When thinking about what the government might do in a specific situation involving cryptocurrency, I've found it helps to replace "Bitcoin" with "cash". "I tumbled Bitcoin" becomes "I laundered cash." "I got paid Bitcoin for my car" becomes "I have unexplainable cash because a stranger gave it to me for my car." "I used TOR while being paid Bitcoin" becomes "someone I don't know drops off cash for me in person." "How can they bust everyone using cryptocurrency" becomes "how does the government keep people and businesses more or less honest when it comes to reporting cash business." "Depositing lots of Bitcoin" becomes "depositing lots of unexplained cash." Et cetera


Less than 2% of "money laundering" is ever caught. That's despite the enormous time, money, and loss of dignity and privacy burdens, which are overwhelmingly borne by people with no connection to crime whatsoever. "Anti money laundering" is a parasite on humanity. They should let it drop to 0% and not bother with any of it: they doubtless keep lying to themselves that they are doing something worthwhile; they are not.

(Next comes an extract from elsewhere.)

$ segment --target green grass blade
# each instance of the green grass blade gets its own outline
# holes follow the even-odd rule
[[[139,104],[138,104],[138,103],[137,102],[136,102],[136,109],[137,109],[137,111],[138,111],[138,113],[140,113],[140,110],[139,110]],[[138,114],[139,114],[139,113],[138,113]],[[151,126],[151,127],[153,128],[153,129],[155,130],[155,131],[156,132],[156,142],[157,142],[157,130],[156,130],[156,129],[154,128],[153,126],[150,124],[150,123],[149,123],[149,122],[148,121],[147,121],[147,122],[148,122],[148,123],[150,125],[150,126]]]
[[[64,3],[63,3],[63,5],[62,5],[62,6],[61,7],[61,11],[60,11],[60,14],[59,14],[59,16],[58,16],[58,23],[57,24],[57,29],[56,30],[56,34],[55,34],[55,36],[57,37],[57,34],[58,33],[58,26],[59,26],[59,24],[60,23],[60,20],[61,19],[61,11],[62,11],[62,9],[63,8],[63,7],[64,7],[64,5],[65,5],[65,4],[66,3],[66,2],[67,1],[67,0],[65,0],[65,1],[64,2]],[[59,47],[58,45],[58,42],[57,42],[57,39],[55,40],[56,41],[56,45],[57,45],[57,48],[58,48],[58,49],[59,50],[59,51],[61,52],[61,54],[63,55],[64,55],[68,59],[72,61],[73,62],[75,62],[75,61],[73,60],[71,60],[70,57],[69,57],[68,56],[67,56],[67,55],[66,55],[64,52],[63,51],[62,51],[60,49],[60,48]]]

Has either of the above ever happened historically, not counting jumps of just 1 person?


If you mean for bitcoin, I'm not sure, but probably, and there's no reason to suspect it wouldn't.

If you mean for cash/gold/diamonds/..., then yes, absolutely, all the time.


With Bitcoin that problem may be somewhat short lived. The blockchain is forever. Once unmasked, your permanent, irrevocable, and cryptographically-verified transaction log is sitting in the open for all the world to analyze.

Doesn't matter how many years it's been since you've done business. Doesn't matter if you knew that the random dude you bought an antique thimble from was a political dissident or not. You still sent money to that btc address, that address owned by a terrorist, and now they're gonna wanna know why you were funding terrorism...


That's not a problem at all; just ban them. For example, I would predict that Coinbase and Gemini will never support Monero or ZCash.


That's exactly what the authorities will do. In fact it'll be extraordinarily trivial for the G30 to regulate Monero et al. out of common use in larger markets if they want to. If you want to use it, you'll be a financial criminal, 99.9% of people in the G30 will avoid it accordingly.


It's not so simple. You only need one exchange, anywhere in the world, that will exchange Monero for non-banned cryptos, and the market will flow freely.


> You only need one exchange, anywhere in the world, that will exchange Monero for non-banned cryptos

Have you seen how the United States enforces sanctions?


Except that any exchange trafficking in an illegal coin could be banned as well, and so your transactions with that exchange in other coins (in order to convert to or from Monero) would be traceable and illegal.


What about coins forked from Monero?

What about other privacy coins?

Are certain cryptographic algorithms going to be banned when used in a cryptocurrency?

These are all loopholes they'd have to tie up if they want to go down that rabbit hole. It will cost them millions of dollars and man hours to stop it. You're baiting the government to play a neverending and increasingly complex game of whack of a mole. It seems like a beyond awful use of tax dollars to me. We cannot let our government get sucked down the black hole of trying to regulate the unregulatable. They need to come up with solutions to co-exist with it, not outright ban it. That will be a disaster in the making on par with the war on drugs.


It's irrelevant whether exchanges accept privacy-focused cryptocurrencies, because people could always use atomic swaps: https://www.cryptocompare.com/coins/guides/what-are-atomic-s...

I don't think they're going to be able to ban atomic swaps.


Very few cryptocurrencies are anonymous, Bitcoin is NOT. OMG do people really think this still?

Now there are anonymous currencies like Monero.


You don't have to regulate the transactions, you just have to regulate the usage of them.